The sun was up and shining in Lagos, the brothers told me, when we chatted via WhatsApp earlier this month. Meanwhile, in New York, smoke from the California wildfires had migrated eastward across the sky, gauzing over the sun for days.
Victory, 21, and Marvel, 18, learned how to dance on their own, developing their own expressive style. Growing up in Nigeria, Marvel said, “it was very difficult for people to actually accept us. But right now it's changing, because I think people see the impact that we're making in the world.” Through and beyond their choreography, the duo has always honed in on themes that matter to them: racism, mental health, the planet. Themes that naturally, agonizingly, overlap.

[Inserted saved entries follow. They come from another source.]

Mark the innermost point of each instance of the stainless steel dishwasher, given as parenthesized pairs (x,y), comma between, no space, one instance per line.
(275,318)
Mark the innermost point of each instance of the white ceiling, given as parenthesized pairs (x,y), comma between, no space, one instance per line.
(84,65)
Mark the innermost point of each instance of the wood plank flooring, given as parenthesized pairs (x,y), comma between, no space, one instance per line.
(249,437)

The brothers filmed VOICE in June, but held off on releasing it in the wake of the global protests against police brutality. “We wanted [things to be] calm, cooled a little bit,” Victory explained. They decided to share the film a few weeks ago, during a moment they felt when “some people are no longer talking about [racism], because they are going with what is going on right now. We don’t have to wait for someone else to die or something else to happen for us to speak about it.” This week, it’s as relevant as ever.
“We don’t have to wait” is an imperative that extends to how we have (or haven’t) confronted climate change—what, exactly, are we waiting for? For the Ebinum Brothers, ecology and the environment is intrinsic to their sense of movement. In To build a home, Marvel said, we actually became the trees. We actually became water. We actually became the sand. We just feel the atmosphere. It's more like we're listening to them, like we [can] hear them speak.”

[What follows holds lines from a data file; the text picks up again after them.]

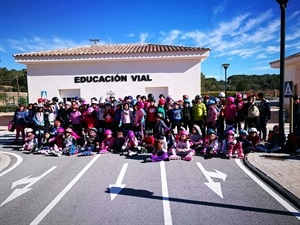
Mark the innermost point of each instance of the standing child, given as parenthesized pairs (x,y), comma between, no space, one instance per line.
(212,115)
(131,146)
(176,116)
(182,150)
(196,138)
(211,143)
(148,141)
(151,115)
(170,140)
(160,152)
(253,137)
(126,118)
(186,114)
(160,127)
(246,145)
(139,119)
(91,142)
(107,143)
(230,112)
(30,144)
(119,141)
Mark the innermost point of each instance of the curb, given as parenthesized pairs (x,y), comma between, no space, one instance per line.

In nature however, Marvel notes, “the water and the sand [are] always [communicating], but sometimes they don't—we have pollution, we have erosion,” before Victory adds, “That kind of explains exactly what happens in our world today. It's just like humans. Sometimes we're together, [and] sometimes…” Sometimes, indeed.

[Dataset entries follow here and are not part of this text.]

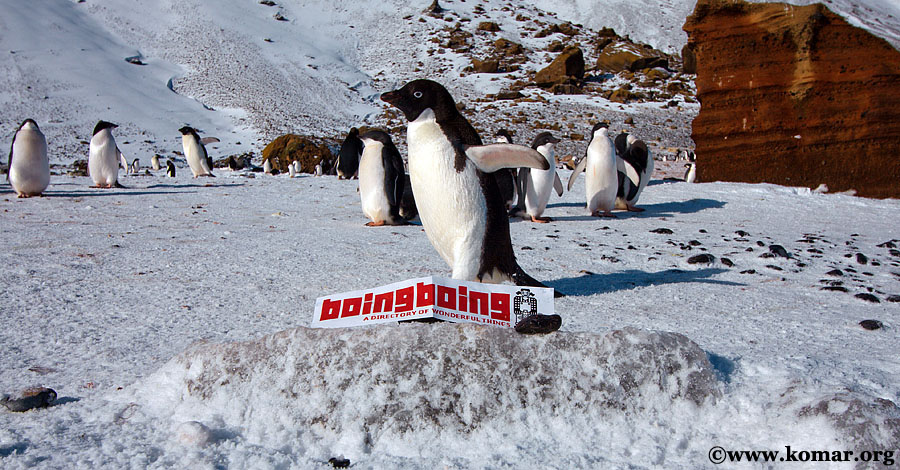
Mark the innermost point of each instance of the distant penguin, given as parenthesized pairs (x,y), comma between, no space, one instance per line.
(635,167)
(104,157)
(601,176)
(690,175)
(29,167)
(540,183)
(348,157)
(195,152)
(507,177)
(381,179)
(458,200)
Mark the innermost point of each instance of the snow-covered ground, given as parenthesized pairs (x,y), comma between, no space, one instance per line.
(172,316)
(105,288)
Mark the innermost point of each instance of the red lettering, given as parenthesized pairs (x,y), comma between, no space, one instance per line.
(351,307)
(446,297)
(478,303)
(500,306)
(404,300)
(424,295)
(384,302)
(330,309)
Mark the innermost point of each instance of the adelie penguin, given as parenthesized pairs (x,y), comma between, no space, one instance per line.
(459,203)
(635,166)
(601,176)
(105,157)
(347,163)
(195,152)
(29,167)
(381,179)
(540,183)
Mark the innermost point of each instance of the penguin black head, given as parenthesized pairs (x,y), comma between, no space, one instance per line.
(419,95)
(29,121)
(599,125)
(544,138)
(378,135)
(505,134)
(103,125)
(188,130)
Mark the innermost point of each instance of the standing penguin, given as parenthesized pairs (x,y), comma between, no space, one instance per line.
(195,152)
(601,180)
(690,175)
(540,182)
(104,157)
(458,200)
(635,166)
(348,157)
(381,179)
(29,167)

How can dance make change? “That's a big question,” Marvel said, exhaling. “For the world today, people see dance differently, different from the way we actually see dance. When we started, we have always wanted to inspire everyone. We want people to read our movements, like reading a book. I don't know if dance itself can make change, but I know that we can make change.”
“We still need to speak up,” Victory said. “And the best way we know how to speak up is through movements and through dancing.”
At the end of VOICE, the brothers are joined by a chorus of sorts, holding signs that read phrases like, “TOGETHER WE ARE STRONGER.” Victory and Marvel sit on the stand, looping their arms, bodies at rest at last. A key aspect of climate action is not only remembering but centering our interconnectedness, and the interconnectedness of systemic racial and environmental oppression—though it shouldn’t have to be. Why do we have to (repeatedly) recall the humanity of others in order to want to help each other, our shared planet, ourselves? The same aching dance, on repeat.
Through movement, “we [try] to explain how we feel wherever we are in nature,” Marvel said. “We try to understand the communication of the trees and the water and the science. And we try to be calm.”